Interests Kept at Record Low Amid Gradual Rate Hikes

A shift by the Bank of Thailand (BOT) to a more hawkish footing this week came as a surprise to markets and appeared to finally end policymakers’ tolerance for mounting price pressures, but a range of risks are likely to keep any tightening gradual.

The BOT kept its benchmark interest rate at a record low on Wednesday (8 May), but a split vote on the decision was a signal to markets that the central bank may raise interest rates as soon as August.

Thailand has been among Asia’s least hawkish central banks, maintaining its policy focus on supporting an economy still struggling with the pandemic – particularly a lack of Chinese tourists – and insisting that supply-driven inflation is better dealt with through fiscal measures and price controls, rather than rates.

Kobsidthi Silpachai, head of capital markets research of Kasikornbank, expects the BOT to raise rates in August by 25 basis points to 0.75%, but believes such tightening would mostly be a symbolic gesture to markets more than an attempt to tackle inflation.
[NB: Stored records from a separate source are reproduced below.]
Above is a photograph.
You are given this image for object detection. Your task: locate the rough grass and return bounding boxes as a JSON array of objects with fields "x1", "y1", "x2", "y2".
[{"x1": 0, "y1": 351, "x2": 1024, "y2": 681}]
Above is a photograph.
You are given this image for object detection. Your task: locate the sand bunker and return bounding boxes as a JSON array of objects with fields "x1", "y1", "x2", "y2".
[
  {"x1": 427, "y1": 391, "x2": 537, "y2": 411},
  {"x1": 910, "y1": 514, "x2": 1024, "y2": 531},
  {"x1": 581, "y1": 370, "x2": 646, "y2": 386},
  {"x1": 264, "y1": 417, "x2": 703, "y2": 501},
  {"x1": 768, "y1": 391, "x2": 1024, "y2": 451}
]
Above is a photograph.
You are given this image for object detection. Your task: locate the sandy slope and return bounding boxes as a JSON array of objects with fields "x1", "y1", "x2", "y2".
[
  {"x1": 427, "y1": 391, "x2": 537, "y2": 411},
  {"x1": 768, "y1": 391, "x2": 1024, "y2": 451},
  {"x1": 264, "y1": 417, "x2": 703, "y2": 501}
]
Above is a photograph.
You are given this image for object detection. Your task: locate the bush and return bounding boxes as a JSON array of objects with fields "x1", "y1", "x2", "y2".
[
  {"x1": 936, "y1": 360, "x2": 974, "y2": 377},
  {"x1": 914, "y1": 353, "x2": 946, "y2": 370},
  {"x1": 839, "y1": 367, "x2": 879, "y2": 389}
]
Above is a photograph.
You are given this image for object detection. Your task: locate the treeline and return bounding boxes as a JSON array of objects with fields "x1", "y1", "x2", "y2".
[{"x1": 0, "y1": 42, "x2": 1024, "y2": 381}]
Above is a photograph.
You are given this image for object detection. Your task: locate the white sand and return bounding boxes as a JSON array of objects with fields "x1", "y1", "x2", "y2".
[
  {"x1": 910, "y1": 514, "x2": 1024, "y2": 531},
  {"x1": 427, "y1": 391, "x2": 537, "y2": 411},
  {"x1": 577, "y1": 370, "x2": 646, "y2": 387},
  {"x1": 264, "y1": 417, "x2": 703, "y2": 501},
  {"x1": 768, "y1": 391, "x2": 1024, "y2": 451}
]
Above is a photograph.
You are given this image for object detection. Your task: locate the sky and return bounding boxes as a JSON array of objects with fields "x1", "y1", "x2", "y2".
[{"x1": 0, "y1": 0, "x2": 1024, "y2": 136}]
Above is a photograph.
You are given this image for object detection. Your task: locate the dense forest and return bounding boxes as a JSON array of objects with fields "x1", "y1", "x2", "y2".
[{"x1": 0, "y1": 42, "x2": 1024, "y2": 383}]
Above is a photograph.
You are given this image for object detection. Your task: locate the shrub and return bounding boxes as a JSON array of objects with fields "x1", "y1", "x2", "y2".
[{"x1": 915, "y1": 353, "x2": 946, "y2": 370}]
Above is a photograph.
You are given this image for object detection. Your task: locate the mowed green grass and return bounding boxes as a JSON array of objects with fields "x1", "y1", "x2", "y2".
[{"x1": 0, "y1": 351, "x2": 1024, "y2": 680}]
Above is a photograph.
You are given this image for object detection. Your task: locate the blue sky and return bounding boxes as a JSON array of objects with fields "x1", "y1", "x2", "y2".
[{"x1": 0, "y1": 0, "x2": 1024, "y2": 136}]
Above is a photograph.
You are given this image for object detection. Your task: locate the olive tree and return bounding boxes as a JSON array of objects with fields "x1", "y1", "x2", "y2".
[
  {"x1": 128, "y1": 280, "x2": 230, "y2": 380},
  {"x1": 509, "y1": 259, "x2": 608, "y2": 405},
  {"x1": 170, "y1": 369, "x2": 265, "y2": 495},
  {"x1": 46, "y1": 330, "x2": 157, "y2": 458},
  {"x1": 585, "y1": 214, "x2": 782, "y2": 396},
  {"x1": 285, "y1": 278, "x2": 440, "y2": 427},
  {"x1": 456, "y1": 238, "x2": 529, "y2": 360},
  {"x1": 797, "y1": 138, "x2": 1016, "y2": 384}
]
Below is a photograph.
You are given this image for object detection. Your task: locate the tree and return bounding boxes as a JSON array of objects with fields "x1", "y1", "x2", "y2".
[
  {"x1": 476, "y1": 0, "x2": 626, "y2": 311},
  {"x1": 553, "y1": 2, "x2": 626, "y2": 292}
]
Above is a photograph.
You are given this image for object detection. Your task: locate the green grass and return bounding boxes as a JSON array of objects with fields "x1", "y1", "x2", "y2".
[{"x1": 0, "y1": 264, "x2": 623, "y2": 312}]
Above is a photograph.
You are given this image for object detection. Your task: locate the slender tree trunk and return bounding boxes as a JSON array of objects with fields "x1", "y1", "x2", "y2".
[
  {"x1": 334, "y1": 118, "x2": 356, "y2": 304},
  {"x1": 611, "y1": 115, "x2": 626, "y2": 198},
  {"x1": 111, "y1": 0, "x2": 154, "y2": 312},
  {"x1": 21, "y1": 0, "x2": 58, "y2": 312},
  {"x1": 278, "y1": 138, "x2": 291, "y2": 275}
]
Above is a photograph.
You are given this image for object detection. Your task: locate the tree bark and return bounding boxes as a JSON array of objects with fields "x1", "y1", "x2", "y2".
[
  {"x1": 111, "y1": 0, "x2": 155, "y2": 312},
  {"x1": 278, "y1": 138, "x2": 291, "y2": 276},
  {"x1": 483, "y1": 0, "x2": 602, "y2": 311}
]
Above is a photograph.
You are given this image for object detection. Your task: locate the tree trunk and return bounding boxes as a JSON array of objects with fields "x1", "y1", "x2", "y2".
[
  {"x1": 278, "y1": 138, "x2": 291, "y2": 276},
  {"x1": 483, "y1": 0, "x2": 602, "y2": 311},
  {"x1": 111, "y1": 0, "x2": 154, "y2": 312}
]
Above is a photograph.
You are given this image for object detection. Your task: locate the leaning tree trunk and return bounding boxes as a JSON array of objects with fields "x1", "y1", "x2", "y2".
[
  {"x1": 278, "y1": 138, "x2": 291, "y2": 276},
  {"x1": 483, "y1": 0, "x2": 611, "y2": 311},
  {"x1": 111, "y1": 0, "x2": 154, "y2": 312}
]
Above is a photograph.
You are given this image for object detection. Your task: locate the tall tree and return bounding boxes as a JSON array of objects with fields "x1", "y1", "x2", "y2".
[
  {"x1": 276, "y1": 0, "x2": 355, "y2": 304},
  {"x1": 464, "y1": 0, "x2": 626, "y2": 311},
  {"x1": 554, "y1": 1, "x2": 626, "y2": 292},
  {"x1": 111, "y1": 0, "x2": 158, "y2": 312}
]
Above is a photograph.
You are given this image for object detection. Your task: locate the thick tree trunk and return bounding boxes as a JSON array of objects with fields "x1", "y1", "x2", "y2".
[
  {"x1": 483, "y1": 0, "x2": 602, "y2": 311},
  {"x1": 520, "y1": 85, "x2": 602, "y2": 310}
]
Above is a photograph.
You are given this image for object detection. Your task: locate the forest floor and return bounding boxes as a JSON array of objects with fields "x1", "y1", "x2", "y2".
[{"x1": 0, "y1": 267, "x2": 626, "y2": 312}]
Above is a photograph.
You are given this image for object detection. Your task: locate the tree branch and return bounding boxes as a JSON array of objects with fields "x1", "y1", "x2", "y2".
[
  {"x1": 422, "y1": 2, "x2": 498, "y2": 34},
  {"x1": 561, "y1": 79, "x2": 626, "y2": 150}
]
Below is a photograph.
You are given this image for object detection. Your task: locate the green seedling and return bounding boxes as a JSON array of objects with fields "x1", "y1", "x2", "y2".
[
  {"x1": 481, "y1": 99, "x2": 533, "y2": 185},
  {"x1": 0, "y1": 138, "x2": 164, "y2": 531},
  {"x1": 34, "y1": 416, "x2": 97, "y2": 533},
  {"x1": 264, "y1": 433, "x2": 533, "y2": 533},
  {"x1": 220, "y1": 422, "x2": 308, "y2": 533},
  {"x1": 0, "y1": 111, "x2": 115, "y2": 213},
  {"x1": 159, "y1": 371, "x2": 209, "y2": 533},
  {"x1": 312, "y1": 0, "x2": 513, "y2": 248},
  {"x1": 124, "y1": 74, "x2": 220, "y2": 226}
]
Three of the BOT’s seven committee members voted for a rate hike this week, a contrast to its August meeting at which two members voted for a cut. Kobsidthi said the board’s new concern about inflation may not endure if threats to economic growth take precedence.

Thailand’s headline inflation hit a near 14-year high of 7.1% in May, well above the BOT’s target range of 1-3%. The BOT predicts inflation of 6.2% for the whole of 2022.

Other analysts see conviction in the central bank’s acknowledgement of inflation as an issue, and have added a series of rate hikes to their projections for this year from none previously.